In patients with symptoms suggestive of acute coronary syndrome (ACS) and an initially negative cTnT concentration (< 0.03 ng/mL with the standard cTnT assay),[18] the criterion for the hs-cTnT assay (hs-cTnT ≥ 0.014 ng/mL) enables earlier detection of evolving NSTEMI compared to the criterion of the standard cTnT assay (cTnT ≥ 0.03 ng/mL).[18] On admission, 61.5% of the patients with ACS had hs-cTnT concentrations ≥ 0.014 ng/mL, and increased gradually to 100% of patients within six hours, and the overall number of MI diagnoses increased by 34.6%.[18]
In elderly patients (> 70 years of age) presenting with symptoms suggestive of AMI, the AUC was significantly greater for the hs-cTnT assay compared to the standard cTnT assay (AUC for the hs-cTnT assay, 0.94 vs. AUC for the standard cTnT assay, 0.90).[19] Because 51% of the elderly patients with a final diagnosis other than an AMI had elevated baseline hs-cTnT levels (≥ 0.014 ng/mL), the best cut-off value to detect an AMI for the hs-cTnT assay based on the AUC in elderly patients differed clearly from those in younger patients (0.054 ng/mL for elderly patients vs. 0.017 ng/mL for younger patients).[19]
In patients with pre-existing coronary artery disease (CAD) presenting with symptoms suggestive of an AMI, the diagnostic accuracy at presentation was significantly greater for the hs-cTn assay compared with the standard assay (AUC for the hs-cTnT assay, 0.92 vs. AUC for the standard cTnT assay, 0.87).[20] The optimal cut-off levels tend to be higher in patients with pre-existing CAD than in patients without a history of CAD (0.030 ng/mL for patients with pre-existing CAD vs. 0.020 ng/mL for patients without a history of CAD).[20]

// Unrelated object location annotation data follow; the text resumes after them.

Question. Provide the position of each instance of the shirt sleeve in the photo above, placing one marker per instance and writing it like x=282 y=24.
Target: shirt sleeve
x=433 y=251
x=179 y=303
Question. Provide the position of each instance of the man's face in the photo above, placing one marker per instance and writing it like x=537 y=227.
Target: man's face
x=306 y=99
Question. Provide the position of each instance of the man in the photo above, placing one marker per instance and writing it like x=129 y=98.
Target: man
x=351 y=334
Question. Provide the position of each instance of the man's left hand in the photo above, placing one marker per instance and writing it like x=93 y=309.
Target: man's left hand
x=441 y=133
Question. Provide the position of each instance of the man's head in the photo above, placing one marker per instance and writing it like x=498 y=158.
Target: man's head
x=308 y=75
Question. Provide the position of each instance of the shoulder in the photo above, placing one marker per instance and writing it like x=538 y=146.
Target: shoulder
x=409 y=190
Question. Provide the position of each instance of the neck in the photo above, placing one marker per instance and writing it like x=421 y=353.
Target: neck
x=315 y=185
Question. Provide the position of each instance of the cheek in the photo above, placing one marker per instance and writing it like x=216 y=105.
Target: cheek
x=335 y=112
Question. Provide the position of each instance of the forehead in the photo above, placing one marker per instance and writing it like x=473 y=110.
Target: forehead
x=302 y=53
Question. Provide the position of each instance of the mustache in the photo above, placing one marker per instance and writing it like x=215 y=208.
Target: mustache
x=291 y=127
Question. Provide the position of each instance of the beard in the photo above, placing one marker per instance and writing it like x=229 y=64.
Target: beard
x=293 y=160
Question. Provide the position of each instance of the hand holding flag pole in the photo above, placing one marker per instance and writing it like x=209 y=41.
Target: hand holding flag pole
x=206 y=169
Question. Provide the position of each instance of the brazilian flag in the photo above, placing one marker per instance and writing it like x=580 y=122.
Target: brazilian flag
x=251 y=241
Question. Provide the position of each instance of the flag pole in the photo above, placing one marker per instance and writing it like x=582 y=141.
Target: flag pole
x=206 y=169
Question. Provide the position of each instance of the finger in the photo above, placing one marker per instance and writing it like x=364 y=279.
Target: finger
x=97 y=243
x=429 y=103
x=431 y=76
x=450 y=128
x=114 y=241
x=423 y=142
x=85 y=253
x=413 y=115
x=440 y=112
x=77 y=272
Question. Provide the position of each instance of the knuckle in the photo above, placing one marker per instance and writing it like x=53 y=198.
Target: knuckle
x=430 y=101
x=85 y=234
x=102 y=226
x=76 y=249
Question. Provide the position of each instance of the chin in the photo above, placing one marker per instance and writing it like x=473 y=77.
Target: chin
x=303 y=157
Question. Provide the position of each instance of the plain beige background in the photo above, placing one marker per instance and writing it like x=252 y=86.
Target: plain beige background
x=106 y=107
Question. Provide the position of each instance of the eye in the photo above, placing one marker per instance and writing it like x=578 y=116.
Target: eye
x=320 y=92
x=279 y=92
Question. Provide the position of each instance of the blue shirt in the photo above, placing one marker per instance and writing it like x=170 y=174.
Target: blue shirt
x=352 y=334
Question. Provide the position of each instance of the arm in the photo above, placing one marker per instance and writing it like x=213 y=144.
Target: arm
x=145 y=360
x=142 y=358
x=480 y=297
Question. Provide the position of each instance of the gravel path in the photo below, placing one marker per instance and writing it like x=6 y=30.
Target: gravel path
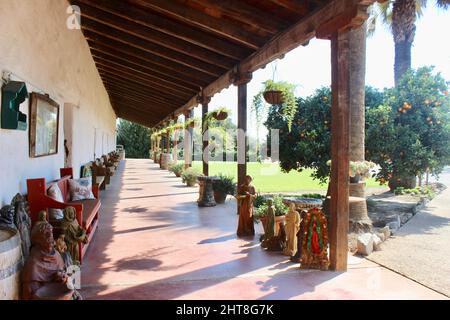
x=420 y=249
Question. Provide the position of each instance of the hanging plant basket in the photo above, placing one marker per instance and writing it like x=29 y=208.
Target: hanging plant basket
x=221 y=115
x=273 y=97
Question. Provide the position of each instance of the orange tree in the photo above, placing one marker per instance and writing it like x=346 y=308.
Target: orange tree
x=410 y=133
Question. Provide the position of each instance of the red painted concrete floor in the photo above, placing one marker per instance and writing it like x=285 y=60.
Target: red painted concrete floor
x=154 y=242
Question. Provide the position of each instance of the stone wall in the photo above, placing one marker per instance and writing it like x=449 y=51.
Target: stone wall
x=37 y=47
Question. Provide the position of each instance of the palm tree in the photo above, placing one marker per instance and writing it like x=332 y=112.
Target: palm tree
x=400 y=16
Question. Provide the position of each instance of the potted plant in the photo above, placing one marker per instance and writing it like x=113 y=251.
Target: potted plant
x=176 y=168
x=220 y=114
x=261 y=207
x=360 y=170
x=190 y=176
x=223 y=187
x=282 y=94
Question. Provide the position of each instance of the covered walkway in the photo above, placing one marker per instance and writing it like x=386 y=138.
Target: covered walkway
x=154 y=242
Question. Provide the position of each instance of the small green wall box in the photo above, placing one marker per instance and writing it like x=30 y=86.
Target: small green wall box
x=13 y=94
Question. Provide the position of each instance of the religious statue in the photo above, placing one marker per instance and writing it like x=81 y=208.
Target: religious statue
x=315 y=241
x=298 y=254
x=278 y=242
x=269 y=227
x=292 y=226
x=246 y=195
x=23 y=223
x=43 y=276
x=7 y=217
x=61 y=247
x=73 y=233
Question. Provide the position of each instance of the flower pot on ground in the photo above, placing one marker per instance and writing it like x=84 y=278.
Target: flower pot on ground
x=176 y=168
x=223 y=187
x=190 y=176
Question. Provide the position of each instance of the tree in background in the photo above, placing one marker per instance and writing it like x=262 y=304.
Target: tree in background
x=135 y=139
x=410 y=134
x=400 y=16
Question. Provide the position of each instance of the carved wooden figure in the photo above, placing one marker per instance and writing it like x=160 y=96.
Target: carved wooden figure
x=269 y=228
x=43 y=277
x=23 y=223
x=73 y=233
x=292 y=226
x=246 y=196
x=315 y=241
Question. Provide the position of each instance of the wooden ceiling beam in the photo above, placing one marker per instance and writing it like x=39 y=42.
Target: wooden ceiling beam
x=245 y=13
x=138 y=78
x=179 y=58
x=134 y=95
x=138 y=84
x=297 y=34
x=104 y=44
x=166 y=73
x=147 y=18
x=146 y=106
x=152 y=74
x=139 y=106
x=227 y=29
x=299 y=6
x=91 y=14
x=119 y=86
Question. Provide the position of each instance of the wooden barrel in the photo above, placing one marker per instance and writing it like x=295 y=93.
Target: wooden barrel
x=166 y=158
x=10 y=264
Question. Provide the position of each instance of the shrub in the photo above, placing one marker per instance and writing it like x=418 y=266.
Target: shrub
x=190 y=176
x=176 y=168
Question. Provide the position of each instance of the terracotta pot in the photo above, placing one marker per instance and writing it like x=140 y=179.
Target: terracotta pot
x=191 y=183
x=220 y=197
x=220 y=115
x=273 y=97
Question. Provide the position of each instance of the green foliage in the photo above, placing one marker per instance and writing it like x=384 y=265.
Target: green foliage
x=261 y=210
x=289 y=107
x=135 y=139
x=176 y=168
x=190 y=175
x=225 y=184
x=307 y=145
x=411 y=132
x=426 y=191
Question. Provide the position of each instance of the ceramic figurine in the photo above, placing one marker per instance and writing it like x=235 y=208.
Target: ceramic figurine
x=315 y=241
x=73 y=233
x=292 y=226
x=23 y=223
x=278 y=242
x=7 y=217
x=298 y=254
x=246 y=196
x=61 y=247
x=269 y=228
x=43 y=276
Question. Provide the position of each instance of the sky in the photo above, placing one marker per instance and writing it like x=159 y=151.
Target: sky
x=309 y=67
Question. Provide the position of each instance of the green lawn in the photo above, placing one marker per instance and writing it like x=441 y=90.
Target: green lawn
x=269 y=178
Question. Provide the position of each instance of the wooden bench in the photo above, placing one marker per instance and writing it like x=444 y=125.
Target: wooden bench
x=87 y=211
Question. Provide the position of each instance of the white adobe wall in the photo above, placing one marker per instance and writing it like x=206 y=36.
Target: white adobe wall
x=38 y=48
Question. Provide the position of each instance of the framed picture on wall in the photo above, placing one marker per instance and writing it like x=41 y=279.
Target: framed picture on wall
x=44 y=125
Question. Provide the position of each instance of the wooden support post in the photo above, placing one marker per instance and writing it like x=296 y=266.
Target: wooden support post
x=187 y=154
x=340 y=142
x=204 y=101
x=241 y=80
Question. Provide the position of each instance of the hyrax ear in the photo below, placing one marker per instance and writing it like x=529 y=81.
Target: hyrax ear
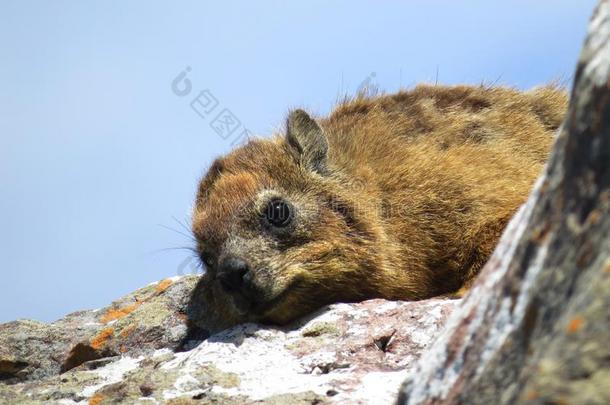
x=307 y=140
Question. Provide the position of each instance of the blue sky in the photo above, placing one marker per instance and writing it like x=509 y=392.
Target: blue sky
x=98 y=155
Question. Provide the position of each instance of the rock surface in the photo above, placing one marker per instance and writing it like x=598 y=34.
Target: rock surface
x=537 y=326
x=140 y=349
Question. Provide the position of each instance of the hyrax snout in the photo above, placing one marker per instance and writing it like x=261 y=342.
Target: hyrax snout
x=401 y=196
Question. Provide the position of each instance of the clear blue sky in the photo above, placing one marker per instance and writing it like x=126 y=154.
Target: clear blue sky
x=97 y=154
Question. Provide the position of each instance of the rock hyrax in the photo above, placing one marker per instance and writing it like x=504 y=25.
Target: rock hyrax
x=399 y=196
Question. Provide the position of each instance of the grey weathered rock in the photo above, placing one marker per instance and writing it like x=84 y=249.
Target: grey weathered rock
x=536 y=327
x=134 y=351
x=148 y=319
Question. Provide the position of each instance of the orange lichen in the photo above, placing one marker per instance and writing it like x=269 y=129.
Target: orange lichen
x=96 y=399
x=575 y=324
x=114 y=314
x=127 y=331
x=101 y=338
x=163 y=284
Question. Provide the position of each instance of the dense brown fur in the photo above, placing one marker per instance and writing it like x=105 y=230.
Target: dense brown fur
x=407 y=202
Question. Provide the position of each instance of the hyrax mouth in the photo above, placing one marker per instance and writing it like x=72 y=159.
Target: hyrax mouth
x=237 y=280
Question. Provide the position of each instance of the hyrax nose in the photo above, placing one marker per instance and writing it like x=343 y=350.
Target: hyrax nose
x=232 y=272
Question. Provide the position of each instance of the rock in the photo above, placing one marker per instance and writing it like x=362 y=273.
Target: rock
x=148 y=319
x=141 y=348
x=536 y=326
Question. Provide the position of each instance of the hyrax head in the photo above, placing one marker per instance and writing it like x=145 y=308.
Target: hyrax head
x=279 y=230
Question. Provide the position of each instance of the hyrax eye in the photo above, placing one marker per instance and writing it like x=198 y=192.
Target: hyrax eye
x=279 y=213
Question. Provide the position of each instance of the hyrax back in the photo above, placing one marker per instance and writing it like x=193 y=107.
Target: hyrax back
x=401 y=197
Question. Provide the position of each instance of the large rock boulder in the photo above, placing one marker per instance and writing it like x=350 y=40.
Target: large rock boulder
x=145 y=347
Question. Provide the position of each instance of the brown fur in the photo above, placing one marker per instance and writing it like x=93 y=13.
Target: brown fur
x=408 y=202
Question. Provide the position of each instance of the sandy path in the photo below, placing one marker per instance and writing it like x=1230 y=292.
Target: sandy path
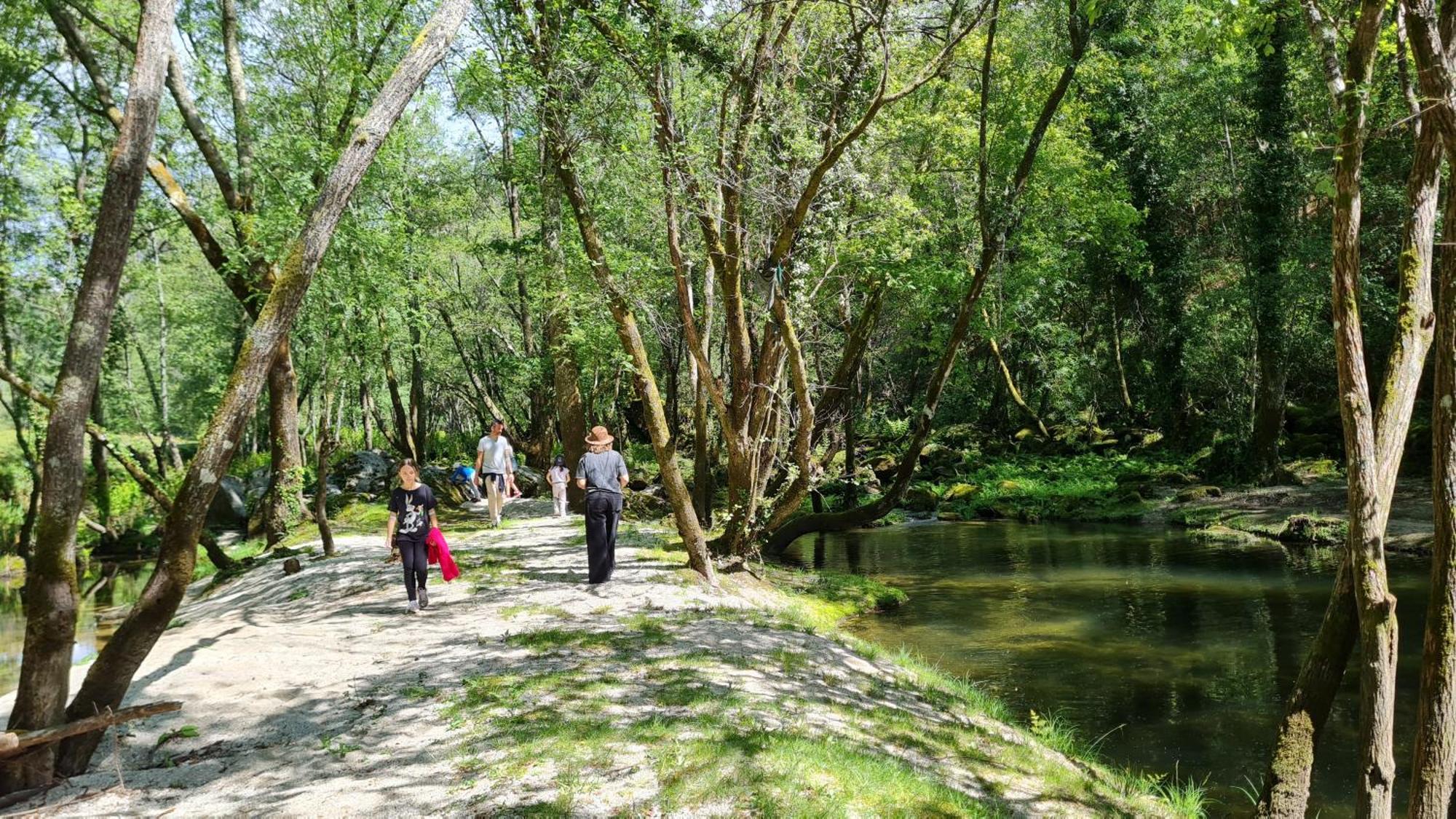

For serial changes in the hs-cTnT assay within two hours after presenting with symptoms of a MI in patients with suspected ACS, Aldous et al.[21] reported that the diagnostic specificity of hs-cTnT improved with the use of relative change (δ) ≥ 20% in patients with concentrations ≥ 99th percentile at a cost of a reduction in sensitivity, while the diagnostic sensitivity improved with the use of a δ ≥ 20% in patients within 0–2 hours at concentrations < 99th percentile. However, Reichlin et al.[22] showed that the absolute changes in hs-cTnT levels have a significantly higher diagnostic accuracy for AMI than relative changes, and the optimal criterion of absolute change was 0.007 ng/mL for two hours.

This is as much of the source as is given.